The championship trophy hoisted by the Crimson Tide will be on display today at a Walmart in Tuscaloosa and then Sunday at one in Gardendale.

Friday, January 8, 2010

The morning after . . .

Not that we smelled a conspiracy -- nobody would accuse Alabama fans of having an us-against-the-world mentality, would they? -- but isn't it interesting how the anti-SEC sentiment began to coagulate in the hours before the Alabama-Texas BCS championship game: For the good of college football, the SEC has to be stopped; the SEC has a built-in advantage in a corrupt and corroded system. This morning, fans who couldn't find Boise State with Mapquest have grabbed the Broncos by the mane and hoisted them into the air as Exhibit I, challenging the legitimacy of another Alabama national title and the concept of last night's one-game showdown between two tradition-bound teams.

To which I now turn to the backside of Bevo to offer my response. Let her rip, Big Boy!

One day we will have a playoff system. Had it been in place this year, it's impossible to know if Alabama would have won it, just as it was impossible to predict that Colt McCoy would be lost from his final college game on the first series of downs.

But we do know this. No team this year ran a gauntlet as fierce as Alabama. In this imperfect system, Bama played the second toughest schedule in the country. When other teams opened with patsies, the Tide risked it all with a big-time, out-of-conference opponent. They played a nearly perfect game against Florida, the team they had been measuring themselves against for two years. Alabama won 13 games to get to Pasadena. What happens when it gets to winner-takes-all always involves some flip of the coin.

Last night against gallant Texas, Alabama took what the game gave them, then took the game back when Texas had fought to the cusp of what would have been perhaps the greatest win in UT's gold-plated history.

Now, there are two undefeated teams. This isn't a movie. Boise and Alabama won't be sneaking out to an open field Sunday afternoon to settle things. And from this perspective, they don't have to. The Broncos had a terrific year, and will likely start the 2010 season ranked in the Top 5. That will put them into the position to finally break through into the Last Game. If they do, they'll put more pressure on the sport's powers to seriously reconsider how they pick their champion.

For now we'll have to settle for what we have. The great thing about our game is that every weekend matters. Every Saturday, some team gets exposed and culled from the list. And as good as Broncos were, they didn't play in the SEC, which every year demands more from its champion than any other conference. Does the SEC have a reserved seat in the title game? Maybe. That's because they've earned it -- they always win. Based on that alone, who can argue that the BCS would be even more of a joke without the SEC taking part.

Odds are an SEC school will be trying to make it five in a row in 2010. Florida, if Urban Meyer's born-again passion holds up, will be back with a new look and just as much talent. The fires burn brighter at Auburn and Tennessee. LSU and Georgia will be back.
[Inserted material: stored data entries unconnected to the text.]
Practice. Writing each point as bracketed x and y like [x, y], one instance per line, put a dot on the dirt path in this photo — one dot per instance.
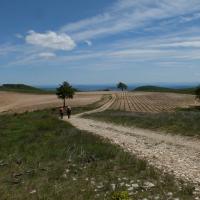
[173, 154]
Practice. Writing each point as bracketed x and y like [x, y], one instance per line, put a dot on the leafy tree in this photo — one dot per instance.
[122, 86]
[65, 91]
[197, 93]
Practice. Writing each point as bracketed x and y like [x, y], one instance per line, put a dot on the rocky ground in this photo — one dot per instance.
[175, 155]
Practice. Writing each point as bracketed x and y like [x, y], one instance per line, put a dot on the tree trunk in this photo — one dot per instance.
[64, 103]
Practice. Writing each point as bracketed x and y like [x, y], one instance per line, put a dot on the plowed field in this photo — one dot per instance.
[151, 102]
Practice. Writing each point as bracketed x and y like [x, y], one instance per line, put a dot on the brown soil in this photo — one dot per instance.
[18, 102]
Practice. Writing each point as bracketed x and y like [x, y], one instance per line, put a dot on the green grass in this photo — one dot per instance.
[149, 88]
[42, 157]
[185, 122]
[23, 89]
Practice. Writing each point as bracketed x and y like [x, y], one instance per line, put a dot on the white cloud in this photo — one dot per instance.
[19, 36]
[51, 40]
[129, 15]
[47, 55]
[88, 42]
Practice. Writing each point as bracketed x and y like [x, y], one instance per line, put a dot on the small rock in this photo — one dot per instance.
[33, 192]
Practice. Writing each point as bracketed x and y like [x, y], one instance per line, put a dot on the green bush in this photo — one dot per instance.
[120, 196]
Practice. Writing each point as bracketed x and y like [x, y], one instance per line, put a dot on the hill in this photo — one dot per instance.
[22, 88]
[165, 89]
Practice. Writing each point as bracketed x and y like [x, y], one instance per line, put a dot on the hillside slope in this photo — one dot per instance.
[22, 88]
[150, 88]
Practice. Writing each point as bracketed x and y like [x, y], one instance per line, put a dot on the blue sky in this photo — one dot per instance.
[90, 42]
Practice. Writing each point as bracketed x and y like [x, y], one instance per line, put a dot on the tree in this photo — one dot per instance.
[65, 91]
[197, 93]
[122, 86]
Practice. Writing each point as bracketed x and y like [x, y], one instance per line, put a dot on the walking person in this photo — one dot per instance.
[69, 110]
[61, 110]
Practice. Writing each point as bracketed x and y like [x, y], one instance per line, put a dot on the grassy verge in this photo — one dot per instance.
[185, 122]
[42, 157]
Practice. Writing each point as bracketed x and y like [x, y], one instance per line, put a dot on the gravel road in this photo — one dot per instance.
[175, 155]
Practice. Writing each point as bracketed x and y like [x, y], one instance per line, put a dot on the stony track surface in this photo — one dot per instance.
[175, 155]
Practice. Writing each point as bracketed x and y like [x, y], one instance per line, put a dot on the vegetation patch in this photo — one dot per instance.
[42, 157]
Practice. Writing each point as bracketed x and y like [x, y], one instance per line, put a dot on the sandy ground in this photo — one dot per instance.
[175, 155]
[18, 102]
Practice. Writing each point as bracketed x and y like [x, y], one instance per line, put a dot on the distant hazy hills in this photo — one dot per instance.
[150, 88]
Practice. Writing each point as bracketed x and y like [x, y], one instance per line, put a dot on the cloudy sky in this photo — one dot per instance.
[99, 41]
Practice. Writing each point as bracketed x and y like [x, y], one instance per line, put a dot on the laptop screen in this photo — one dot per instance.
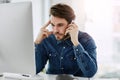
[16, 38]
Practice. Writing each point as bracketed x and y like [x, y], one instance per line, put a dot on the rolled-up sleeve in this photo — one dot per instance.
[40, 57]
[86, 58]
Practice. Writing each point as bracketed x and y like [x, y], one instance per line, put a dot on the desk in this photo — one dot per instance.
[41, 76]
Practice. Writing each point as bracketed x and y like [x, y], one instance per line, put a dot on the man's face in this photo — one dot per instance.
[59, 26]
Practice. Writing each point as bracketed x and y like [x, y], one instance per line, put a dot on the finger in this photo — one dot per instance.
[50, 32]
[67, 32]
[46, 25]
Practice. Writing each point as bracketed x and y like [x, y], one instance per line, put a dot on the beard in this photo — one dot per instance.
[60, 36]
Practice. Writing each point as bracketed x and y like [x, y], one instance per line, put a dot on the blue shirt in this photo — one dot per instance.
[65, 58]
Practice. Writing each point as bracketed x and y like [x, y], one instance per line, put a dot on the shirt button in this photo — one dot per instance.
[64, 47]
[61, 57]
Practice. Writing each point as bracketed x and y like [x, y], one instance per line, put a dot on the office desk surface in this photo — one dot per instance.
[41, 76]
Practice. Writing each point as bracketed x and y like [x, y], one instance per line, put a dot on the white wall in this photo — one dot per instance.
[37, 14]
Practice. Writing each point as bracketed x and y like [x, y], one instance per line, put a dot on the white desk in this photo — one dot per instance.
[42, 76]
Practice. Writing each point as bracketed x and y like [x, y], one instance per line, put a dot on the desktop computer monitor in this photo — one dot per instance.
[16, 38]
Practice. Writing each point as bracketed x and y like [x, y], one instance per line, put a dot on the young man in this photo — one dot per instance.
[68, 50]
But all of them now will be chasing Alabama. The Tide returns almost all its skilled players on both sides of the ball. Even Rolando McClain is said to be seriously considering a return to Tuscaloosa for the pursuit of a second ring. Besides, Alabama made more than enough mistakes last night to give their driven coach plenty to stew about over the summer.

Nick Saban looked miserable through much of the celebration. He was Larry Brown without the Armani, a haunted soul in a ruined shirt on high-def display. So maybe you don't want him as your neighbor. But there are millions of Alabama fans rapturously happy that Saban is their coach.

And it was clear, from his Gatorade bath to the hairline fracture of a smile he managed when handed the crystal trophy, that he has already begun thinking of next year.

Michael Gordon

That would be four . . .

We can argue about the number of national titles. But this is irrefutable:

Four crowns in a row for the SEC.

It wasn't pretty, but neither is Nick Saban.

More to come in the morning.


Thursday, January 7, 2010

Tonight is for all the SEC

The first Alabama game I remember was the '65 Orange Bowl. Texas was the opponent. The coaches, I learned from my father, were named Darrell and Bear. Bear? It was a night game, college football's first prime-time foray. My family gathered in suburban St. Louis around our black-and-white, which was still TV enough to show that Joe Namath really did wear white shoes. That night, whether he got over the goal line or not, Namath won me over, and I pulled hard for Alabama for the first time.

To root for a college team is to be part of one of life's perfect unions, a relationship that deepens with time, like all the good ones do. In my house, Saturdays in the fall have become like one of those reserved sections at the front of a church wedding. My best friends, partisans of Georgia, LSU, Clemson, Auburn and even Ohio State, are allowed under the ropes. Pretend fans are politely turned away.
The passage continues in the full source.